# Gaggia Classic - leaking water from top of heater?



## speedy181 (Jan 23, 2015)

Hi

Recently replaced the rubber seal for the group head (done twice before no problems) so may be a coincidence.

Now recently noticed the machine hissing and spitting in between uses, which it never used to do.

Took the lid off and ran a shot and noticed water appearing on the very top of the central heater thing which was then quickly heating / evaporating and causing the hissing noise. Very difficult to tell where the water may be leaking from - any usual suspects to check?
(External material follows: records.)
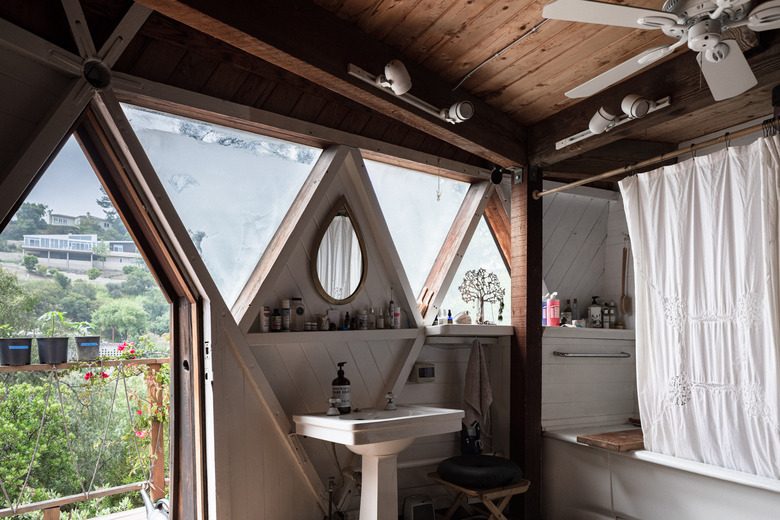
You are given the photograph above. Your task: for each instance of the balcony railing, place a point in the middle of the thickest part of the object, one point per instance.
(157, 481)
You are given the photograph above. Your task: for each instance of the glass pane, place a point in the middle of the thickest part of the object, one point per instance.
(72, 277)
(483, 253)
(419, 210)
(230, 188)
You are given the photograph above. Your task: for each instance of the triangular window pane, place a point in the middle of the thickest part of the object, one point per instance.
(419, 210)
(72, 277)
(230, 188)
(482, 253)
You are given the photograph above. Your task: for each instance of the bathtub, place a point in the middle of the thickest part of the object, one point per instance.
(582, 482)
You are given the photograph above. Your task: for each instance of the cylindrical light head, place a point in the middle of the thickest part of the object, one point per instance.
(460, 111)
(398, 77)
(635, 106)
(600, 121)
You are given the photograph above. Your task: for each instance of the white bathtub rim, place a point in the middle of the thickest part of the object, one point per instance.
(691, 466)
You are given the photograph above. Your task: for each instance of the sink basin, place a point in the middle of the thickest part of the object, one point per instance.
(379, 436)
(373, 426)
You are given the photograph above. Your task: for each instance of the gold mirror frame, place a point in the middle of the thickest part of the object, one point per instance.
(340, 206)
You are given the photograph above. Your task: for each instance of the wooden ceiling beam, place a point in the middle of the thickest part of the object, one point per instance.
(307, 40)
(679, 78)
Hope someone can help soon - love my coffee









Cheers


----------



## El carajillo (Mar 16, 2013)

From your explanation / description it sounds as if it is leaking from where the steam valve is attached to the boiler, the brass arm leading off at right angle. Two alan screws hold it in place, there is an "O" ring seal between the boiler and valve, it sounds as if this is leaking,


----------



## Riz (Oct 19, 2015)

It may be water escaping through the seal between the boiler and steam pipe. When was the last time the o rings were replaced? May be the cause.


----------



## speedy181 (Jan 23, 2015)

Thanks for the suggestions - will try replacing the steam seal as I've never replaced that in the last 3 years of ownership. In fact only started using the steam function in the last month or so, which may have accelerated or highlighted the problem.

Many thanks!


----------



## speedy181 (Jan 23, 2015)

PS...

Any ideas where to find a replacement for the illuminated ready/run switch??

Cheers


----------



## El carajillo (Mar 16, 2013)

speedy181 said:


> PS...
> 
> Any ideas where to find a replacement for the illuminated ready/run switch??
> 
> Cheers


Try Mark = Gaggiamanualservice on the forum, he will also have the "O" ring seal you need:good:


----------



## speedy181 (Jan 23, 2015)

Just a follow up to say thanks again to all - was indeed the steam seal, so new one fitted and a new switch as a special treat and everything back to normal lovely coffee.

Cheers


----------